Troubleshooting sleep/wake issues requires us to apply the process of elimination as previously described here:
Here it is Please enable Put hard disks to sleep when possible. Then invoke sleep from the Apple menu and capture the same log again. If this does not work, we may have to resort to Process of Elimination by disconnecting all devices except keyboard, mouse, and GPU.
www.tonymacx86.com
I would suggest disconnecting all USB internal and external devices except:
So we should disconnect even the following:
- Bluetooth USB cable
- Anything connected to F_USB header on motherboard
- All USB hubs and other USB devices
- All Thunderbolt devices
I've been doing something for a while now that I haven't mentioned before, namely:
- Right after installing macOS and completing the post-installation procedure, I make a full bootable backup on a spare external SATA SSD.
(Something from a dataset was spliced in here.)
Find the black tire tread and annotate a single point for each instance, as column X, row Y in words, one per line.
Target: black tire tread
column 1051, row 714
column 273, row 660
- SATA SSDs are so inexpensive these days that I'm actually shocked at how many of them I have now!
- This serves as an enduring baseline or golden reference.
- This SSD is only updated after a major O/S update and only after everything in that installation has been found to work.
- It is not updated daily or weekly or at any other regular frequency, but only after O/S updates.
- So if something does go wrong in the future, I can always boot from the golden reference.
- If necessary, I can then reinstall any missing apps on a copy of the golden reference.
- This helps me identify offending apps or even to rebuild the main system from a known working "checkpoint".